Ahogó una carcajada y nerviosa se puso a trastear con los vasos sucios mientras de soslayo me miraba. Como si de un resorte se tratara recuperó la horizontalidad plena y se percató de algo.

–          ¿Café verdad?

Se había puesto la universalidad por sombrero, ¡todas la mujeres!, mejor callarse. Como siguiese hurgando en la herida podría seguir universalizando muy fácilmente. Todos los hombres piropeáis, todos los hombres rondáis, todos los hombres buscáis lo mismo.

O peor, podría decirme que quien coño me había creído que era.

–          ¿Café?

Asentí, creo que no hubiera podido salir palabra de mi boca aunque lo intentara.

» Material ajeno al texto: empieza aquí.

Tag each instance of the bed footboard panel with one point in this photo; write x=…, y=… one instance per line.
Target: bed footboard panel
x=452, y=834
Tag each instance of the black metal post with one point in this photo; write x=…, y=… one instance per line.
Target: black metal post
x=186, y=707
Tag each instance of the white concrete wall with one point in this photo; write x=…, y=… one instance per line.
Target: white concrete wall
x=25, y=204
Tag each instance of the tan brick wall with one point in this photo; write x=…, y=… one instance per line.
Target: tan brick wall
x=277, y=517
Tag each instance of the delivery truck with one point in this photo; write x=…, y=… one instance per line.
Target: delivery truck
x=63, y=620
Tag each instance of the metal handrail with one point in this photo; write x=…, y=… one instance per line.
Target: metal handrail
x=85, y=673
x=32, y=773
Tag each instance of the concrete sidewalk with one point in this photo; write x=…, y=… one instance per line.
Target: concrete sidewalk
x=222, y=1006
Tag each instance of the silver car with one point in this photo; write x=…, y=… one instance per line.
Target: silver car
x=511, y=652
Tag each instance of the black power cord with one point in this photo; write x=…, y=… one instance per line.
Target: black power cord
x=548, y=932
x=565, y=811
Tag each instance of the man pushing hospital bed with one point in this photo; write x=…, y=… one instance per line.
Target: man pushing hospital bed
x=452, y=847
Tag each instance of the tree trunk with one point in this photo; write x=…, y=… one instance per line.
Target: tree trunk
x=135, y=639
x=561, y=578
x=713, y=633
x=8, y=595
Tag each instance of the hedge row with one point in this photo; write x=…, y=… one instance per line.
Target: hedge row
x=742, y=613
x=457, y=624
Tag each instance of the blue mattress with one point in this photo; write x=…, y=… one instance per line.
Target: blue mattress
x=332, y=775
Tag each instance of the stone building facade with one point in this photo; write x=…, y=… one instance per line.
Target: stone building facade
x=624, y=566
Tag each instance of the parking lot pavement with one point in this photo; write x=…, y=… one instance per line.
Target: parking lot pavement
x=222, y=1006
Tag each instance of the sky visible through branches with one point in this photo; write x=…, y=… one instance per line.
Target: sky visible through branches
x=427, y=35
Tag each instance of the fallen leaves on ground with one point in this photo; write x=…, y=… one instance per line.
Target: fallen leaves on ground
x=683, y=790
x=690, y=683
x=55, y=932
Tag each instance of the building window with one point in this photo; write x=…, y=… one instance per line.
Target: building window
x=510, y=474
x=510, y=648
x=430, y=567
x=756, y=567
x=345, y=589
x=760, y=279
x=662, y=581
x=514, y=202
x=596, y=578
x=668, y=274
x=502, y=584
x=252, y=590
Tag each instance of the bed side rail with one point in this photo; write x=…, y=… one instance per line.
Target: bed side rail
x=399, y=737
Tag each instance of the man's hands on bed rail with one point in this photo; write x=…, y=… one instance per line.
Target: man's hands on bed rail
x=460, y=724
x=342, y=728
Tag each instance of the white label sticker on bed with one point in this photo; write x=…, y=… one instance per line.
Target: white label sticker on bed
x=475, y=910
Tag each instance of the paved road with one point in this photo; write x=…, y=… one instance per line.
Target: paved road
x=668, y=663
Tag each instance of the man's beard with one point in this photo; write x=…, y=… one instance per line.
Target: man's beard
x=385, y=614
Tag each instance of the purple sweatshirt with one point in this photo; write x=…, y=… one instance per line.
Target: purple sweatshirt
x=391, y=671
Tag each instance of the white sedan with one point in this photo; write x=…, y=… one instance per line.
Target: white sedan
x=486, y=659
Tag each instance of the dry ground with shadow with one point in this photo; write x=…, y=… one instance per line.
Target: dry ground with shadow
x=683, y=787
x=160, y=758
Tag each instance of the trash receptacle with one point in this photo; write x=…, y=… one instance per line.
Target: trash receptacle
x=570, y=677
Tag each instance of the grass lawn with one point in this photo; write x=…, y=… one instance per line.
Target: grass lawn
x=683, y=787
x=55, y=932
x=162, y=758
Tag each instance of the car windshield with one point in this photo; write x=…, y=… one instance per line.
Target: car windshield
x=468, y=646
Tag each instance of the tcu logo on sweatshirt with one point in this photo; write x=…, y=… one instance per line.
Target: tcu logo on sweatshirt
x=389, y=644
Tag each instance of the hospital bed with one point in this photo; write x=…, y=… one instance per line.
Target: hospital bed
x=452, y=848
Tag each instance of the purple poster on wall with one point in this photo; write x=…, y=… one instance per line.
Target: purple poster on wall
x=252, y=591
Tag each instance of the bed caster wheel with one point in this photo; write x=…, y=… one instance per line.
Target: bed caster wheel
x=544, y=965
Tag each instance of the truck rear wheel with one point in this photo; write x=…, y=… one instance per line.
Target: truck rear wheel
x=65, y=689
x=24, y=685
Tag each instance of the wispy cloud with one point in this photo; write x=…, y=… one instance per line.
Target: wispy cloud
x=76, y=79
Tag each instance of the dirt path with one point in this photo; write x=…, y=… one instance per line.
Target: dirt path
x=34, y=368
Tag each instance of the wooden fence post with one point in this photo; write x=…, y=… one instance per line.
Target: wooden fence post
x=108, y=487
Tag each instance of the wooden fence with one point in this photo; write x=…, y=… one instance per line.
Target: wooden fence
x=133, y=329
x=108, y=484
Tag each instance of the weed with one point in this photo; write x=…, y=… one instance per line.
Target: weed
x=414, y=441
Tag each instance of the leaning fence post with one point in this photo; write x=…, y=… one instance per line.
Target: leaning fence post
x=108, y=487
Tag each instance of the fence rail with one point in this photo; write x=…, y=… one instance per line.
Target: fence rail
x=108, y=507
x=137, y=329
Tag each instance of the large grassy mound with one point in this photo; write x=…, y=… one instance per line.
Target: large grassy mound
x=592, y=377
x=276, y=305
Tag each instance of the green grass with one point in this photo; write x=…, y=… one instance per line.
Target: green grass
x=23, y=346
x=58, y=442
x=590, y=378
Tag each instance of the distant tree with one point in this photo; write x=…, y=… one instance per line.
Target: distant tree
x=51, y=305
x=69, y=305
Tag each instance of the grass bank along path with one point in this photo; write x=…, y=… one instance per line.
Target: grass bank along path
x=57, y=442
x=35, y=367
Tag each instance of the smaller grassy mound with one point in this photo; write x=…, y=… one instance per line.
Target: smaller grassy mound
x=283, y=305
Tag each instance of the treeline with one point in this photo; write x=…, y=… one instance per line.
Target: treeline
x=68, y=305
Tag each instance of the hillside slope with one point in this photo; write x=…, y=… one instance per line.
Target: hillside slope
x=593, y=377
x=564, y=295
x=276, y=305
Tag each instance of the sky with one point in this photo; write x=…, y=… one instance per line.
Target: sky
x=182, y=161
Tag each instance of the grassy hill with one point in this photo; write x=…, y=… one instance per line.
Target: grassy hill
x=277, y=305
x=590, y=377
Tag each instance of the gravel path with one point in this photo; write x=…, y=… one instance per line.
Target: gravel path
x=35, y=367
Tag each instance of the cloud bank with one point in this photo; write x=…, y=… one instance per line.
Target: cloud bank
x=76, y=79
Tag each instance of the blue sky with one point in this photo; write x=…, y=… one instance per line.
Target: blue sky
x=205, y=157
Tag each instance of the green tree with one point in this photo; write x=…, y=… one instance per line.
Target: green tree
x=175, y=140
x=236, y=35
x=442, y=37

La taza rodó de su mano y con estruendo se estrelló en el suelo y se hizo añicos. Fácil metáfora. Me miró  y entrecortó una risa. Sin decir palabra cogió otra taza y con gesto tranquilo y seguro de quien ha hecho miles de veces la misma operación me sirvió el café, sin mirarme a los ojos. Sigilosamente como gata por su casa desapareció y apareció con una escoba. ¡Ahora echarás a volar!, ¿no?. Me reprimí, me lo tragué, estuve muy guapo callado. Me dediqué a contemplarla mientras barría con movimientos rápidos y diestros los restos de la porcelana.

Vertí el azúcar en el café y revolví recreándome en las ondulaciones de la espuma de la leche al paso de la cuchara. Sopesé la temperatura observando el humo que salía y cuando creí que había llegado el momento, me lo bebí de un trago. Mis entrañas ardieron casi tanto como ardían en el momento de entrar. Puse dinero encima de la barra y me despedí mientras caminaba hacia la puerta.

–          ¡Adiós!

–          ¡Espera!

El corazón se me detuvo por un instante, paré en seco y me volví.

–          ¿El cambio?

El cambio cámbialo en las monedas más pequeñas que tengas y te las vas tragando todas una a una o te las metes por el culo, lo que prefieras. Volví a estar más guapo, logré mantenerme en silencio lo justo para no decir lo que pensaba.  Con ambiguo gesto de mano le hice entender que lo dejara.

Ni un simple adiós me llevé de recuerdo de sus últimas palabras, crucé la calle y me dirigí sin más rumbo ni dirección que  poner tierra de por medio.

En la cabeza el eco de la habanera que sonaba mientras todo y nada había pasado.

Y si no se le quitan bailando

Los colores a la tabernera

Y si no se le quitan bailando

Déjala que se joda y se muera.

Logré no mirar atrás.


Responses

  1. ¡¡Me ha encantado!! ¿Te pasó de verdad o forma parte de la ficción? En cualquier caso, me gusta mucho. Un besito.

  2. Es como la realidad, un poquito de verdad, mucho de imaginación, un poco de mentira y mucho de ilusión.